Powell did his best to calm the markets following the Fed’s extraordinary 75 bps rate hike. Likely done with 75 bps moves. Basically, front-loading what the committee anticipates will be a modest tightening cycle.

Powell: “On QT, we’ve communicated really clearly to the markets about what we’re going to do there. Markets seem to be okay with it. We’re phasing it in. Treasury issuance is down quite a lot, quite a lot from where it’s been. So, I have no reason to think – markets are forward looking and they see this coming. I have no reason to think it will lead to illiquidity and problems. It seems to be kind of understood and accepted at this point.”

It was briefly addressed almost in passing; such a critical and increasingly pressing issue – the Fed’s balance sheet. There has been complacency both in the markets and within the Fed regarding QT, which, best I can tell, centers around the couple Trillion in “repos” held at the Fed, perceived as part of excess system liquidity. Especially with this week’s intensifying de-risking/deleveraging dynamic, I believe the unwind of speculative leverage is in the process of triggering acute liquidity crisis.

There’s a lot of market grumbling. The Fed is failing to communicate effectively. They don’t seem to have a cohesive plan. It is monetary management on the fly.

And this brings us back to Bubbles and Experiments – to Bursting Bubbles and Failed Monetary Experiments. Market Structure developed over decades on a foundation of low interest rates and the security of the Fed’s liquidity backstop. The focus of monetary policy doctrine evolved to prioritize asset inflation and sustaining securities markets Bubbles. Today, myriad historic Bubbles are deflating, with unparalleled risk of illiquidity, panic, runs and collapses. Meanwhile, runaway inflation has forced a shift in Fed focus away from the financial markets.

Only the Fed’s liquidity backstop will thwart financial collapse. Meanwhile, the timing and scope of Federal Reserve support are up in the air. It’s crisis management time, at home and abroad. You know the global financial environment is perilous when China’s collapsing Bubble backdrop suddenly appears a pillar of relative stability. EM dominoes starting to fall. Kuroda’s crazy JGB (Japanese government bond) Bubble about to blow.
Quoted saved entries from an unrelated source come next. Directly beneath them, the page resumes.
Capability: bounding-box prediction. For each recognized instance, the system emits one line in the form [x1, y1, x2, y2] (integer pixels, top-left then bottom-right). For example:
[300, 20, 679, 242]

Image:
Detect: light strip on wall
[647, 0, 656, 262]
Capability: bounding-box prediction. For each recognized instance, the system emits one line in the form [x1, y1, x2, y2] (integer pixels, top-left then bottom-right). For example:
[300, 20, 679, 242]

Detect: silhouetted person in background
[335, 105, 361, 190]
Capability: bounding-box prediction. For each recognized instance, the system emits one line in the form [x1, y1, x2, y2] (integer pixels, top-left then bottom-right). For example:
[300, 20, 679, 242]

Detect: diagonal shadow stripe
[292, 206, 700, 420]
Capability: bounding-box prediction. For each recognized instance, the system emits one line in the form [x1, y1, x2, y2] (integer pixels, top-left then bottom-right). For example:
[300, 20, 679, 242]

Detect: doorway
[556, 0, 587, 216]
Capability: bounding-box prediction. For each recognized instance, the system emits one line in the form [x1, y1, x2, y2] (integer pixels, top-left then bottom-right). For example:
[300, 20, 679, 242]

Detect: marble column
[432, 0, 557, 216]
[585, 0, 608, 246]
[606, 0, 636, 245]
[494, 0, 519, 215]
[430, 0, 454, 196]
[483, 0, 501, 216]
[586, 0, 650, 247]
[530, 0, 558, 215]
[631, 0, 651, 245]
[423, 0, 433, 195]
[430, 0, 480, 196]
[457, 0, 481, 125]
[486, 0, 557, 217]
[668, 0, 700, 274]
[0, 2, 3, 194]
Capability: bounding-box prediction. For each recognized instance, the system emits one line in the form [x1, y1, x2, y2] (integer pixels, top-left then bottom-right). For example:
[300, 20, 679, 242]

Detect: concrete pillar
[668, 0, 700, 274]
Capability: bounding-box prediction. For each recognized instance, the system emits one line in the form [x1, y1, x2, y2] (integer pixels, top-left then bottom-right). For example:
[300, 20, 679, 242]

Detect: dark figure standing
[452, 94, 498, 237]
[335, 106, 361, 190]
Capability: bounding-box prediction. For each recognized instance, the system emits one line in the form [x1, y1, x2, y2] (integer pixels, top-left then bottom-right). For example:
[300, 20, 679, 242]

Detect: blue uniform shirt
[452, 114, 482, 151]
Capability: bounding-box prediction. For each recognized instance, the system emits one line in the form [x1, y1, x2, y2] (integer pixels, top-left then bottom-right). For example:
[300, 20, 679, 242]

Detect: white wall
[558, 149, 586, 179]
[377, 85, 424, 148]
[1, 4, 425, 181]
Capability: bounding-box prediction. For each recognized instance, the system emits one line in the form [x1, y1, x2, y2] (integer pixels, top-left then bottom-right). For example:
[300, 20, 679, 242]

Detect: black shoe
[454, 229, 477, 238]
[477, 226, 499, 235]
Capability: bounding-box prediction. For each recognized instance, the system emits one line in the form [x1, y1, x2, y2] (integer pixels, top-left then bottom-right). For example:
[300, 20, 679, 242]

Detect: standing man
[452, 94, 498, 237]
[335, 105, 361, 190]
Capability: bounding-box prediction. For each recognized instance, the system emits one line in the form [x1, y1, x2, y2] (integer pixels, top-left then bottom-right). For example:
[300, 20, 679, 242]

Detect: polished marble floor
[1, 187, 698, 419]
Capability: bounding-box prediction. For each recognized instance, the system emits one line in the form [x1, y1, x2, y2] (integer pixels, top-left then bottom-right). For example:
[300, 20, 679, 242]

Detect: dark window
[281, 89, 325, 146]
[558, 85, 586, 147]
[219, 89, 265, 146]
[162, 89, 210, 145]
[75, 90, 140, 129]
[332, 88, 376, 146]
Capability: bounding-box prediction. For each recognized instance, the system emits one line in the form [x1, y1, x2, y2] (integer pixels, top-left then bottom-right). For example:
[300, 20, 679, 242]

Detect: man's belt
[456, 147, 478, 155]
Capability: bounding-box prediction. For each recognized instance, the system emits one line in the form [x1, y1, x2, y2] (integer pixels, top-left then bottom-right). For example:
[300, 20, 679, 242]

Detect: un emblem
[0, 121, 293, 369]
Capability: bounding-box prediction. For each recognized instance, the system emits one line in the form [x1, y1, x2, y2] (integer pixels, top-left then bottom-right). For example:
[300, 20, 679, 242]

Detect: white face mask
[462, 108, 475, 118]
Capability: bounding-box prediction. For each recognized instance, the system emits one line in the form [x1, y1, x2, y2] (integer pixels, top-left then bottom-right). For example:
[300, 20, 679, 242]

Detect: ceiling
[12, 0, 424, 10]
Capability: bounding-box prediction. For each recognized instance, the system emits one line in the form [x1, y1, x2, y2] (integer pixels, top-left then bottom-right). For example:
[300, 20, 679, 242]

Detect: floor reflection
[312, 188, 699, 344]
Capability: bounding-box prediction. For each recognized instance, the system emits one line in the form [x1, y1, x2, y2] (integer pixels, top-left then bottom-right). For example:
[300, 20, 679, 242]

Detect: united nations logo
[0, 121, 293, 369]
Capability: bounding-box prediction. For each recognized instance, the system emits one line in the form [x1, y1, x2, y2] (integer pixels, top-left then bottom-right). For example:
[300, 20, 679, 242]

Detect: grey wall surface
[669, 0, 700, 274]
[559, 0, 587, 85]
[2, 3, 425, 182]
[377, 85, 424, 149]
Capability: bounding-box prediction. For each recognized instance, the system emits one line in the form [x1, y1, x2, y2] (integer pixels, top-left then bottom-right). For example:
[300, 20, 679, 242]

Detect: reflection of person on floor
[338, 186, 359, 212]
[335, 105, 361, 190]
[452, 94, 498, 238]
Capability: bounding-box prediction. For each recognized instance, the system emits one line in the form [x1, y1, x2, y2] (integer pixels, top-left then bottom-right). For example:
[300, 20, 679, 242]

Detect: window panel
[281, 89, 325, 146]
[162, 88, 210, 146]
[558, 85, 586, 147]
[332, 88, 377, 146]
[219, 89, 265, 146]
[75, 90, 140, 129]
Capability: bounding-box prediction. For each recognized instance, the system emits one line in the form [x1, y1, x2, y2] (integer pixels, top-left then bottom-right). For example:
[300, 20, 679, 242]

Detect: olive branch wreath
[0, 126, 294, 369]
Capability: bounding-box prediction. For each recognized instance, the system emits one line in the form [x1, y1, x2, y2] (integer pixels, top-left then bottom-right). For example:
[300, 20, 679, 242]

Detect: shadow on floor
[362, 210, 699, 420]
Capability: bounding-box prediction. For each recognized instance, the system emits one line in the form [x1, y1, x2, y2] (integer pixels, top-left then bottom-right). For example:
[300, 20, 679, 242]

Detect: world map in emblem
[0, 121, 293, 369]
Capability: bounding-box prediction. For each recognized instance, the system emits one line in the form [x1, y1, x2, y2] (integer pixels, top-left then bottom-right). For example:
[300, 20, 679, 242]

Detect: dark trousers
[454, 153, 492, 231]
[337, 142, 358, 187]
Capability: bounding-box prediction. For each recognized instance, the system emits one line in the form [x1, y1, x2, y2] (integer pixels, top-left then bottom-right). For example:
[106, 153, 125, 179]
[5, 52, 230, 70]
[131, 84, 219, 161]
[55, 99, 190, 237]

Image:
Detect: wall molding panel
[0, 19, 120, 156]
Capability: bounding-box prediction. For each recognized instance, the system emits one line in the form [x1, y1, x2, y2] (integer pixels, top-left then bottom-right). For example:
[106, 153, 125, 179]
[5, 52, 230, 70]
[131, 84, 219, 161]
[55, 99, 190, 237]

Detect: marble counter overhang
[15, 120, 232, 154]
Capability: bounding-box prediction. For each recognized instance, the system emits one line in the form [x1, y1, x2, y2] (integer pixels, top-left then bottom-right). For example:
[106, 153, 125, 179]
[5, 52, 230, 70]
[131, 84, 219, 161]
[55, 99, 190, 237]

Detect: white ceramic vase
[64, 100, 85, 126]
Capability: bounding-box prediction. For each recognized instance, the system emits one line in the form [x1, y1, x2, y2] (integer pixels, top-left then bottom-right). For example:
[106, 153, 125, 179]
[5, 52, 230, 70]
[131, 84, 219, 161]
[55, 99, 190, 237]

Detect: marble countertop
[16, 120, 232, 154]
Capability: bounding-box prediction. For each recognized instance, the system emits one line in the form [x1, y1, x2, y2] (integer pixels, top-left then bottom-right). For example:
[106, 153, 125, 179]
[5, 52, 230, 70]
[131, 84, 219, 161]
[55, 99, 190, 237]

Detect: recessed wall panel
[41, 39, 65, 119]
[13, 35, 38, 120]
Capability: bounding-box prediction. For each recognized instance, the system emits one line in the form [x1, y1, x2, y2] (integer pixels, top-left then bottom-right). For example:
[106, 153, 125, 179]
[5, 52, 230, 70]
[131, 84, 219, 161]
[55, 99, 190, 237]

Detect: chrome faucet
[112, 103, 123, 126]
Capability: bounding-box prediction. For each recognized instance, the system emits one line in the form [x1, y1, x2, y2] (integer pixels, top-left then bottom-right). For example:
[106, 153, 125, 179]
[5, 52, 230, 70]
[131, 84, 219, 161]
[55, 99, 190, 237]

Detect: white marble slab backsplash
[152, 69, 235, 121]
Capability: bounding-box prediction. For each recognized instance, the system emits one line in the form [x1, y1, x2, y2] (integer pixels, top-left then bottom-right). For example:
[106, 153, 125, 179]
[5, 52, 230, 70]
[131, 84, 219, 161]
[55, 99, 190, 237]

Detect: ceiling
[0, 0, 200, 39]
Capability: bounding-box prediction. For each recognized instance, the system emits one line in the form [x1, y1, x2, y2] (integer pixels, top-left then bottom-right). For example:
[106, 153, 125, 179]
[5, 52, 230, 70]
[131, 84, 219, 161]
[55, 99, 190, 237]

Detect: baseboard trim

The ECB’s European bond Bubble blowup this week spurring an emergency meeting and yet another round of high-risk desperate measures.

June 16 – Bloomberg (Jorge Valero): “European Central Bank President Christine Lagarde told euro-area finance ministers that the ECB’s new anti-crisis tool will kick in if the borrowing costs for weaker nation rise too far or too fast, according to people briefed… At a meeting in Luxembourg Thursday, Lagarde explained to ministers that the new mechanism that central bank officials are devising is intended to prevent irrational market movements from putting pressure on individual euro nations as ECB embarks on its first interest-rate hikes in more than a decade, the people said… She said the instrument may be triggered if bond spreads widen beyond certain thresholds or if market movements exceed a certain speed.”

June 17 – Financial Times (Sam Fleming and Martin Arnold): “Germany’s finance minister has challenged the European Central Bank over the spectre of bond market fragmentation in the eurozone, saying he did not see particular hazards in current market conditions. Christian Lindner told the ECB’s president in a closed-door session that he was not worried by recent moves in spreads between bond yields in the euro area… His words came after the ECB held an emergency meeting… in which its governing council pledged to accelerate plans to create a ‘new anti-fragmentation instrument’ — a reference to the widening gap in the cost of borrowing between more stable sovereigns such as Germany and more vulnerable member states such as Italy.”